On December 19, 2020, Microsoft said that its investigations into supply chain attacks at SolarWinds had found evidence of an attempted supply chain attack distinct from the attack in which SUNBURST malware was inserted into Orion binaries (see previous section).[87][88] This second attack has been dubbed SUPERNOVA.[87][88]

Security researchers from Palo Alto Networks said the SUPERNOVA malware was implemented stealthily.[89] SUPERNOVA comprises a very small number of changes to the Orion source code, implementing a web shell that acts as a remote access tool.[89][90] The shell is assembled in-memory during SUPERNOVA execution, thus minimizing its forensic footprint.[89]

Unlike SUNBURST, SUPERNOVA does not possess a digital signature.[89] This is among the reasons why it is thought to have originated with a different group than the one responsible for SUNBURST.[89][91]

Insider trading claims

SolarWinds's share price fell 25% within days of the SUNBURST breach becoming public knowledge,[73] and 40% within a week.[92] Insiders at the company had sold approximately $280 million in stock shortly before this became publicly known,[93] which was months after the attack had started.

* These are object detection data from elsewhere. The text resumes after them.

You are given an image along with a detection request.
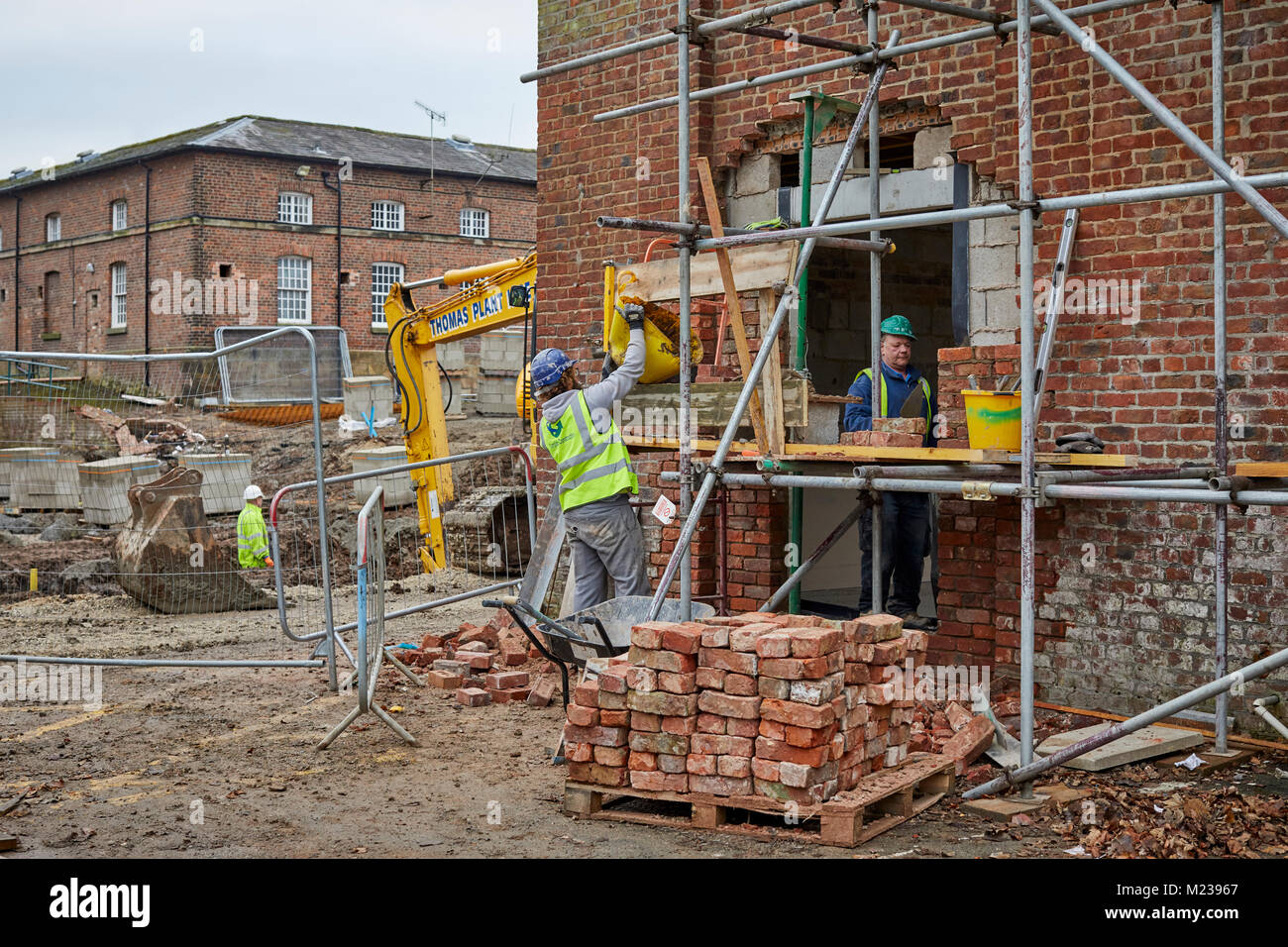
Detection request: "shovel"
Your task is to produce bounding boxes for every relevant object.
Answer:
[970,688,1020,770]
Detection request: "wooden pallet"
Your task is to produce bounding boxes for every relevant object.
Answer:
[564,753,954,848]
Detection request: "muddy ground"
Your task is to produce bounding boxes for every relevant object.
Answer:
[0,574,1288,858]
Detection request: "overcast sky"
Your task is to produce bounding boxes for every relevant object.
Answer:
[0,0,537,177]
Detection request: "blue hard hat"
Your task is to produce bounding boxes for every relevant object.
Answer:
[532,349,574,388]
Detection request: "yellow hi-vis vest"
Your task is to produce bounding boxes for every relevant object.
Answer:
[541,391,640,510]
[237,500,268,569]
[854,368,934,430]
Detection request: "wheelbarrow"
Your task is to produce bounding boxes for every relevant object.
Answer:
[482,595,716,707]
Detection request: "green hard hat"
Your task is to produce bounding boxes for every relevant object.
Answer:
[881,316,917,342]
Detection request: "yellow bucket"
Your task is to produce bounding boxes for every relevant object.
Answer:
[962,390,1020,451]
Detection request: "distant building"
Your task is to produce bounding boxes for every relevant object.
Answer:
[0,116,537,373]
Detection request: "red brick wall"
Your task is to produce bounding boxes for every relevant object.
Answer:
[0,152,536,370]
[537,0,1288,731]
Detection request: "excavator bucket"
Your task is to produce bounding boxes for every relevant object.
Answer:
[116,468,277,614]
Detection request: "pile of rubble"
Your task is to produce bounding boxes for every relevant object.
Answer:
[564,612,927,802]
[398,612,557,707]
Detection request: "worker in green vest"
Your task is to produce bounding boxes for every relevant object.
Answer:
[531,305,649,612]
[845,316,937,629]
[237,483,273,570]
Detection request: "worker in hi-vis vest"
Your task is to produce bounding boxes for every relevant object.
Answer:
[237,483,273,570]
[531,305,649,612]
[845,316,937,629]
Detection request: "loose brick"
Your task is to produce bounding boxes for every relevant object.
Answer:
[695,665,729,690]
[698,690,760,720]
[684,753,716,776]
[716,755,751,780]
[593,746,631,767]
[789,674,845,706]
[568,703,599,727]
[456,686,492,707]
[626,668,657,693]
[564,724,630,746]
[425,672,464,690]
[626,750,657,772]
[760,697,836,729]
[626,690,698,716]
[657,672,698,693]
[697,714,728,733]
[657,753,690,773]
[702,625,729,648]
[630,710,662,733]
[725,716,759,737]
[630,646,698,674]
[662,715,698,736]
[698,648,756,674]
[484,672,530,697]
[791,627,841,657]
[690,733,756,756]
[630,770,690,792]
[756,737,829,767]
[690,776,751,796]
[729,622,778,652]
[662,625,702,655]
[631,621,671,651]
[756,676,793,701]
[760,651,845,681]
[630,730,690,756]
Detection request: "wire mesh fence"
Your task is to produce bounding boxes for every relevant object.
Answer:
[269,447,536,638]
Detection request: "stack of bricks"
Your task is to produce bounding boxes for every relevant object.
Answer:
[567,612,928,804]
[564,659,634,789]
[626,621,703,792]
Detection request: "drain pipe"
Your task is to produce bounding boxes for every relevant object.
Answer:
[1252,694,1288,737]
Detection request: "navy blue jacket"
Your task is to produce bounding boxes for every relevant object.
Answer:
[844,362,939,447]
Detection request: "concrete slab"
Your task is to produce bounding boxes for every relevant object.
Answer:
[1037,723,1203,773]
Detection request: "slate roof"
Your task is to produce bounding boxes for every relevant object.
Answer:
[0,115,537,194]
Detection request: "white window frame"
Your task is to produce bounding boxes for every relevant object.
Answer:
[277,191,313,224]
[277,257,313,326]
[371,201,406,231]
[371,263,407,329]
[111,263,129,329]
[461,207,492,240]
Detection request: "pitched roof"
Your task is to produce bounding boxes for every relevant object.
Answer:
[0,115,537,193]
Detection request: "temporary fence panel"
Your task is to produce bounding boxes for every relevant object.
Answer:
[215,326,353,404]
[267,446,536,652]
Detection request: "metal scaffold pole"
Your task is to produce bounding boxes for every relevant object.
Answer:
[649,30,899,620]
[870,3,893,623]
[1015,0,1037,798]
[677,0,696,621]
[1212,0,1231,753]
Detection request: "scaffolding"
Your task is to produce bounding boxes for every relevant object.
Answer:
[520,0,1288,797]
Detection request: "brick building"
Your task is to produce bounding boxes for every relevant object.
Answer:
[537,0,1288,729]
[0,116,536,373]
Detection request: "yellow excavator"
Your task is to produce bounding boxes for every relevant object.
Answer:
[385,253,702,573]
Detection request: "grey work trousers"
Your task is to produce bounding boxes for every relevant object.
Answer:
[564,493,649,612]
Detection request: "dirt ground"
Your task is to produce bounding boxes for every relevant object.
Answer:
[0,574,1288,858]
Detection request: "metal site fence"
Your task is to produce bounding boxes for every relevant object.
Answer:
[267,446,536,652]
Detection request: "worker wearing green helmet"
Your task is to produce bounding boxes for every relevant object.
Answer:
[845,316,937,627]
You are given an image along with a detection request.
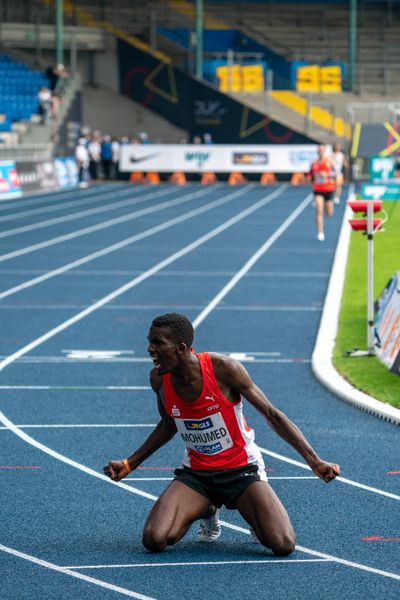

A spokesperson said that those who sold the stock had not been aware of the breach at the time.[1][94][95]

Microsoft guidance on service provider and downstream business attacks

In November 2021 Microsoft issued an alert[96] in relation to the advanced persistent threat (APT) actor Nobelium (aka APT29; Cozy Bear) that was responsible for the 2020 SolarWinds supply chain attack is targeting cloud service providers (CSPs), managed service providers (MSPs), and other IT service providers. Microsoft Threat Intelligence Center (MSTIC) released a range of recommendations for service providers and downstream businesses to implement in order to address the threat.[97]

Class action lawsuit

In January 2021, a class action lawsuit was filed against SolarWinds in relation to its security failures and subsequent fall in share price.[98][99] SolarWinds attempted to have this case dismissed; in March 2022, a judge ruled that the class action lawsuit could move forward.[100] SolarWinds settled the suit for $26 million in November 2022, and was notified by the SEC that it intended to take enforcement action.[101]